Do voto do juiz relator extraem-se as seguintes considerações,verbis: ‘Com efeito, a alegação de que a participação de licitantes com grau de parentesco numa mesma licitação colocaria em perigo o princípio da igualdade entre os licitantes alheios aos laços familiares não tem procedência, uma vez que as condições da licitação são idênticas para todos os concorrentes.
A existência do parentesco entre os licitantes, ainda que seja admissível elucubrar a possibilidade de eles atuarem mancomunadamente para, por exemplo, aumentar o valor do contrato a ser cumprido, o certo é que essa possibilidade também existe quando os licitantes não guardam qualquer grau de parentesco Para coibir essas possibilidades de fraudes, no entanto, existem procedimentos legais, dos quais deve a autoridade administrativa fazer uso, e não impedir a participação de licitantes que mantém laços de parentesco. Não tem procedência, pois, a aplicação da teoria da desconsideração da pessoa jurídica para impedir a participação de licitantes com grau de parentesco numa mesma licitação, pois ausente qualquer prenúncio de fraude, a qual, ademais, em se tratando de mandado de segurança, exige-se esteja comprovada documentalmente’.

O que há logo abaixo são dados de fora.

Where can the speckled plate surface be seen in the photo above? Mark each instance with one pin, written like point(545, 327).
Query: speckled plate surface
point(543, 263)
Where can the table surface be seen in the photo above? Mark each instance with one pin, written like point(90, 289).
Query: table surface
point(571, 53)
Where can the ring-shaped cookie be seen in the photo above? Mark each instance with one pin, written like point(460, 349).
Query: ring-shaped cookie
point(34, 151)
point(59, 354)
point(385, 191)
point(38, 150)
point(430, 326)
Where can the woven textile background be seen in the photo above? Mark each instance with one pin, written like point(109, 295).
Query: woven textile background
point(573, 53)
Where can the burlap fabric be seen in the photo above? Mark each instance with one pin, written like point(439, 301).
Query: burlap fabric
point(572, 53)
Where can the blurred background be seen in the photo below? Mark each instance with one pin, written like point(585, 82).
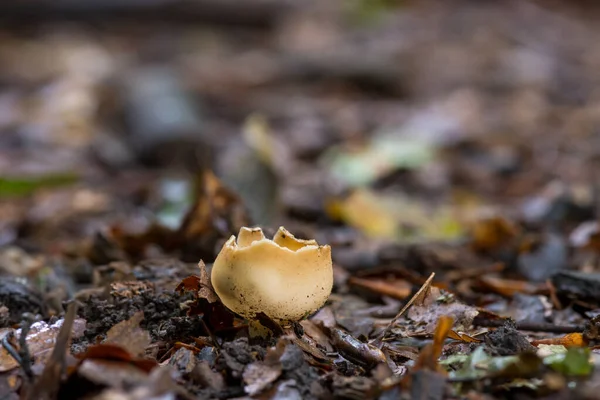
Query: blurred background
point(135, 128)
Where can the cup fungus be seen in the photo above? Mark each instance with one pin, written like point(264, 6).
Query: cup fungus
point(285, 278)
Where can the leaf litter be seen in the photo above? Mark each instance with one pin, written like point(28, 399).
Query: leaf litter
point(453, 176)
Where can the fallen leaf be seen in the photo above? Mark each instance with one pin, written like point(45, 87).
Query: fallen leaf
point(508, 287)
point(463, 337)
point(435, 305)
point(570, 340)
point(114, 352)
point(40, 339)
point(259, 375)
point(47, 385)
point(397, 289)
point(489, 234)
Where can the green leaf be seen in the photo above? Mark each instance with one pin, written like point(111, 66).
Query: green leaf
point(575, 362)
point(24, 186)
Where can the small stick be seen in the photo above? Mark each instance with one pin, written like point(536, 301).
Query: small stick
point(24, 349)
point(417, 295)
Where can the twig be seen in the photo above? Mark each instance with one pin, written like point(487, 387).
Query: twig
point(24, 349)
point(11, 350)
point(417, 295)
point(532, 326)
point(249, 14)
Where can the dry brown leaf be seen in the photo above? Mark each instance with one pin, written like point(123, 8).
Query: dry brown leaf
point(489, 234)
point(397, 289)
point(463, 337)
point(570, 340)
point(40, 341)
point(509, 287)
point(129, 335)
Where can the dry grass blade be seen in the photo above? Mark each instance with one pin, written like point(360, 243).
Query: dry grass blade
point(422, 291)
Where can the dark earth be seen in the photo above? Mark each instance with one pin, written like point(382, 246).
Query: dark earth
point(447, 151)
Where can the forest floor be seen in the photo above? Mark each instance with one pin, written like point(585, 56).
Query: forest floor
point(448, 152)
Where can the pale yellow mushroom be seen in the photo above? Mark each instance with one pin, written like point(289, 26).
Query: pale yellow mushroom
point(285, 278)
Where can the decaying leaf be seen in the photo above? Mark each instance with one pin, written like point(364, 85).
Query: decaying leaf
point(361, 353)
point(200, 284)
point(261, 374)
point(41, 339)
point(575, 339)
point(129, 335)
point(491, 233)
point(48, 384)
point(435, 306)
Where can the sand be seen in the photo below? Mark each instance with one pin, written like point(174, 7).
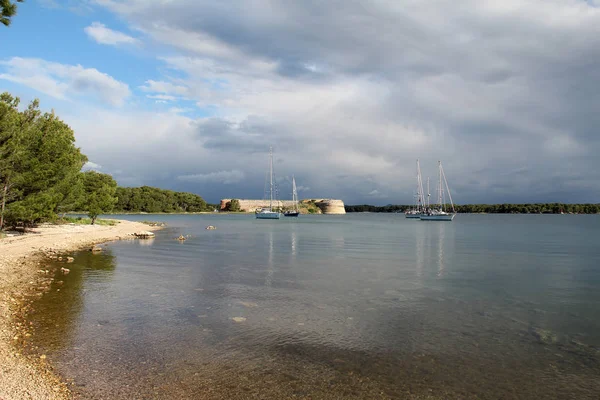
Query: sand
point(21, 263)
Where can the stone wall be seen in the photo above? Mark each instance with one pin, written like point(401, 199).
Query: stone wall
point(327, 206)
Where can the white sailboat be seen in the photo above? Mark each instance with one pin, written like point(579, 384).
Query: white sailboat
point(419, 206)
point(294, 212)
point(439, 212)
point(268, 213)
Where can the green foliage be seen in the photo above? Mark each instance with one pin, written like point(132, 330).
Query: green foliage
point(38, 162)
point(100, 193)
point(7, 11)
point(536, 208)
point(233, 206)
point(154, 200)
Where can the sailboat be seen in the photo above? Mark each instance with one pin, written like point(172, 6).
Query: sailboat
point(419, 206)
point(439, 212)
point(268, 213)
point(294, 212)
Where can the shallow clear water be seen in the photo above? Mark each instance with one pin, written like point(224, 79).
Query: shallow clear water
point(354, 306)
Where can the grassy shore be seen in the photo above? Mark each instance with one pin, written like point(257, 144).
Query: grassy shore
point(23, 259)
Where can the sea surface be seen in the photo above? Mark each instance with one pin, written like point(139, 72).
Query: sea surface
point(356, 306)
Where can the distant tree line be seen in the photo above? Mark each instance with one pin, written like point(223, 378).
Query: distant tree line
point(534, 208)
point(154, 200)
point(41, 174)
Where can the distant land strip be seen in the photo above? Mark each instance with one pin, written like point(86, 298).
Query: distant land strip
point(531, 208)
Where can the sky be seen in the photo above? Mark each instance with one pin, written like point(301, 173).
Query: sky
point(188, 95)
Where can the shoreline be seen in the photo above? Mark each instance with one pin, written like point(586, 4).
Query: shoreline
point(22, 261)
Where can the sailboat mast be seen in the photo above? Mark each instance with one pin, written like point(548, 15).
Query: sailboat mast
point(440, 200)
point(420, 196)
point(294, 194)
point(428, 194)
point(271, 178)
point(448, 189)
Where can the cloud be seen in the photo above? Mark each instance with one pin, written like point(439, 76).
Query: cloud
point(63, 81)
point(351, 96)
point(224, 177)
point(103, 35)
point(163, 97)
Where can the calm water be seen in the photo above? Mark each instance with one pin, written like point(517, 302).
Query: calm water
point(332, 307)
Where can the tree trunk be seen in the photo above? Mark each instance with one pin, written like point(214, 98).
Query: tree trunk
point(3, 204)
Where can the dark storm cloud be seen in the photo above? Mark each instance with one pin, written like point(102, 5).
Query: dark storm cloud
point(506, 93)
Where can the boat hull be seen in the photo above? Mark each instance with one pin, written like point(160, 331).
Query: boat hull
point(268, 215)
point(437, 217)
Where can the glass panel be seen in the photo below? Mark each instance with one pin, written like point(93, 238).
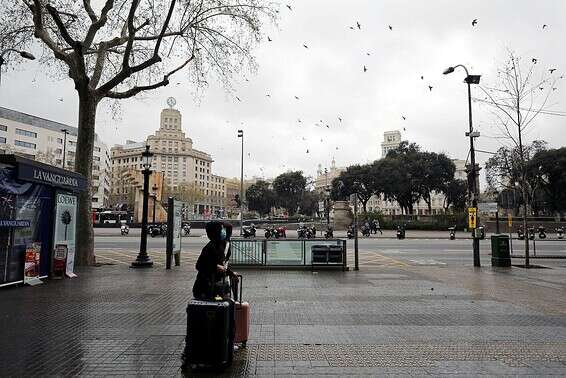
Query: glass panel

Pois bem, constitui paradoxo inaceitável entender que a habilitação das empresas licitantes, conquanto legal, possa configurar ato de improbidade tipificado na LIA! É lógico que, em havendo conluio entre agentes públicos e particulares, a conduta ilícita de ambos deve ser sancionada. Sucede, porém, que para isso se faz necessário que o Ministério Público proponha a ação, subsidiando-a com elementos indiciários suficientes que revelem a materialidade e a autoria dos atos ímprobos. Não bastam meras alusões à relação de parentesco entre os sócios das sociedades licitantes ou mesmo aos percentuais de êxito que uma e outra empresas alcançaram nos certames”.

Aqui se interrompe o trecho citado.